I often search for the correct way to do do something. For example, there's a lot of baseless bullshit in gardening. If there wasn't an AI answer, I would not trust the first result and stop there, I would look for a few, check what sources they have. I would not even take the wikipedia answer at face value without at least confirming where they got their info.
We know AI doesn't do that. We have examples of it not even recognizing obvious parody, it can't be trusted with recognizing unsourced shit.
AI literally produces better answers than 99% of ad supported, SEOptimized websites.
That's saying not a lot about AI though. It tells you how utterly awful searching the web is thanks to those sites.
I'd say AI search summaries are somewhat useful for me 30% of the time. And I click through to the sources to confirm its summaries anyway, because they're often oversimplified.
Often though, they're goddamn useless.
The top result is always some AI-gen, 2000-word essay response to a simple yes/no question like "Can a dog eat onions?"
I swear they do it to train us to just use the shitty AI summary of the shitty AI essay.
All that ad revenue won't be surrendered without a fight. Just wait, there will be ads you have to click through to read all of the AI summary.
Google will probably just start playing video ads as soon as you hit. Enter on the search bar.

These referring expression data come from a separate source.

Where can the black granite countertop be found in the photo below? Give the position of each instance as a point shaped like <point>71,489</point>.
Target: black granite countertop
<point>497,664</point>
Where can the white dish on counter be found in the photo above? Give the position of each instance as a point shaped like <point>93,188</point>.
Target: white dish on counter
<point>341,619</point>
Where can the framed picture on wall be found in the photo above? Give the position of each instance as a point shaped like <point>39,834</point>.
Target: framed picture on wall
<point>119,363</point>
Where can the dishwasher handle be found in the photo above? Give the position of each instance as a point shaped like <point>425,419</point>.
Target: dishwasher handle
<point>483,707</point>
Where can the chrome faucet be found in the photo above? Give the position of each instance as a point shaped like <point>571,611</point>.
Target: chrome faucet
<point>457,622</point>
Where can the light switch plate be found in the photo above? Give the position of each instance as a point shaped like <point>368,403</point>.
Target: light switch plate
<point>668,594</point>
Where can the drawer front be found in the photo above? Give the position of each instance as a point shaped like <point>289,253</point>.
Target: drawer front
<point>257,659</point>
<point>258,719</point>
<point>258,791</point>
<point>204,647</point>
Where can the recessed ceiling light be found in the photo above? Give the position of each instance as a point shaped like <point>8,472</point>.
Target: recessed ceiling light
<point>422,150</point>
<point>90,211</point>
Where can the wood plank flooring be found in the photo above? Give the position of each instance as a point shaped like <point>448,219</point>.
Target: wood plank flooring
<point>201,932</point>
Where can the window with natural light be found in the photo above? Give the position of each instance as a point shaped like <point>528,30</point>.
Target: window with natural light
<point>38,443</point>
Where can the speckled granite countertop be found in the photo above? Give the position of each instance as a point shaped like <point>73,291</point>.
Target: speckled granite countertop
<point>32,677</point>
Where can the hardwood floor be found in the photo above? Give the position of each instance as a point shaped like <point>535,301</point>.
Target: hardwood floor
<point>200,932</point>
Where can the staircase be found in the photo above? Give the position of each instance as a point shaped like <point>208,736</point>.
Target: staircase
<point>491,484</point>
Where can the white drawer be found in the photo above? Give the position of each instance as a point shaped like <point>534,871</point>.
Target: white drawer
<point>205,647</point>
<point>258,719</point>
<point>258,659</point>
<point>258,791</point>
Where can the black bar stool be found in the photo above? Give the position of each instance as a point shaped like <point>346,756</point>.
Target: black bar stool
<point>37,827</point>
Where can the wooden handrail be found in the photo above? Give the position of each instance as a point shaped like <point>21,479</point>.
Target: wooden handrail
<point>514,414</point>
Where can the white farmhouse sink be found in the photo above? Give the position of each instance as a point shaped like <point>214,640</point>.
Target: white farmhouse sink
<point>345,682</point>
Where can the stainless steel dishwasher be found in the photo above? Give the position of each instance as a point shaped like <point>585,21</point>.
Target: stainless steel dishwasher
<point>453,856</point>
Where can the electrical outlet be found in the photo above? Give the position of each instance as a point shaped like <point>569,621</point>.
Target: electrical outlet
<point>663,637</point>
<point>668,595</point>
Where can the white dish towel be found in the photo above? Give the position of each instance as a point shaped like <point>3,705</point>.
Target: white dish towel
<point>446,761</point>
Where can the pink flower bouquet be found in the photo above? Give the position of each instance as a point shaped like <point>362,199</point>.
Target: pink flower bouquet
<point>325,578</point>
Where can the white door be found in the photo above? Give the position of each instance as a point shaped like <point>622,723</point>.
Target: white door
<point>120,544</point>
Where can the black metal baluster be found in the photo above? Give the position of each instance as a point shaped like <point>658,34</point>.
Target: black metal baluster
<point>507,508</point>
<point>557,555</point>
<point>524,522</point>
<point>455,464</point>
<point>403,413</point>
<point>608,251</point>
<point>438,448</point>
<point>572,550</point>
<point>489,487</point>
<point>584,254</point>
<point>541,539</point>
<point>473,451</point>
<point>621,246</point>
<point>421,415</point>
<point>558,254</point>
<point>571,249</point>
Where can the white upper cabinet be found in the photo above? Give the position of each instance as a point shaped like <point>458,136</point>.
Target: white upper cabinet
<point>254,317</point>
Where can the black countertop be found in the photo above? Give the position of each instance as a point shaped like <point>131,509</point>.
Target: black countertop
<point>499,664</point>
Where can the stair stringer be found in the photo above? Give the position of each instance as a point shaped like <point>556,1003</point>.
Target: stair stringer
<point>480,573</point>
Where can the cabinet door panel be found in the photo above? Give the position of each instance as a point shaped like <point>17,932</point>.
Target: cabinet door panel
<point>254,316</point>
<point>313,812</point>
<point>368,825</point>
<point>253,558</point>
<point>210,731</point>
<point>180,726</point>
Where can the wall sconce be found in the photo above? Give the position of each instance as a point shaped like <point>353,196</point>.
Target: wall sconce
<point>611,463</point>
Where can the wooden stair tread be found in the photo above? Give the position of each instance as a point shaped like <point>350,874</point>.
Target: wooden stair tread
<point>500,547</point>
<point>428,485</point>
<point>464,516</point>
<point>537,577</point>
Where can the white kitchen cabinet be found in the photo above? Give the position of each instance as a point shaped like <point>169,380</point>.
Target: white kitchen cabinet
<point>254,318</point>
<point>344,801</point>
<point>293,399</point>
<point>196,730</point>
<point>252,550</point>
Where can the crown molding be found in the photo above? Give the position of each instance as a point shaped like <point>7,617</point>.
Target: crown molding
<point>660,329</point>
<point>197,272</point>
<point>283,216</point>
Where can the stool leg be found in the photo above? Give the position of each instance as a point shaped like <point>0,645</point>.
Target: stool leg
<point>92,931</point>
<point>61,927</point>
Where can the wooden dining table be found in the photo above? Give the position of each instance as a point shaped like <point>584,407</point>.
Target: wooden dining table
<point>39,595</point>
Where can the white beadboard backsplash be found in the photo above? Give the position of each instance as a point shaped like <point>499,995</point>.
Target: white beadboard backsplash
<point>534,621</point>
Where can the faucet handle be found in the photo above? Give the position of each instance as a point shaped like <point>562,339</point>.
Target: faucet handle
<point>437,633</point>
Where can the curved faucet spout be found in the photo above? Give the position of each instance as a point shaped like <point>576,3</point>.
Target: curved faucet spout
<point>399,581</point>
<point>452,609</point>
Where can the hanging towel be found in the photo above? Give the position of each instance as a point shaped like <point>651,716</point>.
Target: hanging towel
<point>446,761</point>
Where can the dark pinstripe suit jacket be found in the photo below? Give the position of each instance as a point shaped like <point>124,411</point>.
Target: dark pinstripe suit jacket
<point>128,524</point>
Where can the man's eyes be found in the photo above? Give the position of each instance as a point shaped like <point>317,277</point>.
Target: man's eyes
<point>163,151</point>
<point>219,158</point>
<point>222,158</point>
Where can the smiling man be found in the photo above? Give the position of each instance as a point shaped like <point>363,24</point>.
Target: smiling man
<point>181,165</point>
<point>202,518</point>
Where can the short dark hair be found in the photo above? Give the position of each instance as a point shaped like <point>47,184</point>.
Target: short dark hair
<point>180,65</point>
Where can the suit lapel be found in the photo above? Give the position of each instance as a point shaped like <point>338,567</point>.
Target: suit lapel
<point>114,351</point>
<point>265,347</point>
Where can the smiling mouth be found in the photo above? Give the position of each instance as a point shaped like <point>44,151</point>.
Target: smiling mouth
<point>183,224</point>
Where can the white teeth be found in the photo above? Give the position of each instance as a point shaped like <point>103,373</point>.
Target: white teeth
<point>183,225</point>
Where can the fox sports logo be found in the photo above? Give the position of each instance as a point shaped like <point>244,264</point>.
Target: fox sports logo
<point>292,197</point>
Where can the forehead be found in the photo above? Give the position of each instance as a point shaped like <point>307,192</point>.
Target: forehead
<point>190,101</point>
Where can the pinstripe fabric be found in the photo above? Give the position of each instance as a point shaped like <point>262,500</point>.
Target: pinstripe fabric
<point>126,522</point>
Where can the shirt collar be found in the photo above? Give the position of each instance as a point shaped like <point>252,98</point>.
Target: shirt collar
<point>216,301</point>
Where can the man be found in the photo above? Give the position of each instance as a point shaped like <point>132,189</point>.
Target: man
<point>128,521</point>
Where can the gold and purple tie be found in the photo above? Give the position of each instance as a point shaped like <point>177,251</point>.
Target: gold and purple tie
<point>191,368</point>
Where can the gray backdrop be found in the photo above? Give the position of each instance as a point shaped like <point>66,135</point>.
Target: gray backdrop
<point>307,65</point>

So I had this joke idea of "they'll just start showing the ads to the AIs", but the more I thought about it the more it started to sound less like a joke. Imagine if someone figured out how to cram ads into the AI training models and it skewed the outputs. Why astroturf when you can train the AIs to astroturf for you. This is some black mirror shit and now I've made myself a bit depressed.
There is an exploit used by scammers to change the official support number from summaries to theirs.
I dont know exactly how it works but its bad when you call the indian it support instead of your airline supportdesk
OroborAIos
While the stats vary depending on who's measuring, the story is consistent: web publishers, who provided the content that trained these AI models, face dramatically diminishing visitors, which means lower advertising and subscription revenues, even amid overall growth in search impressions.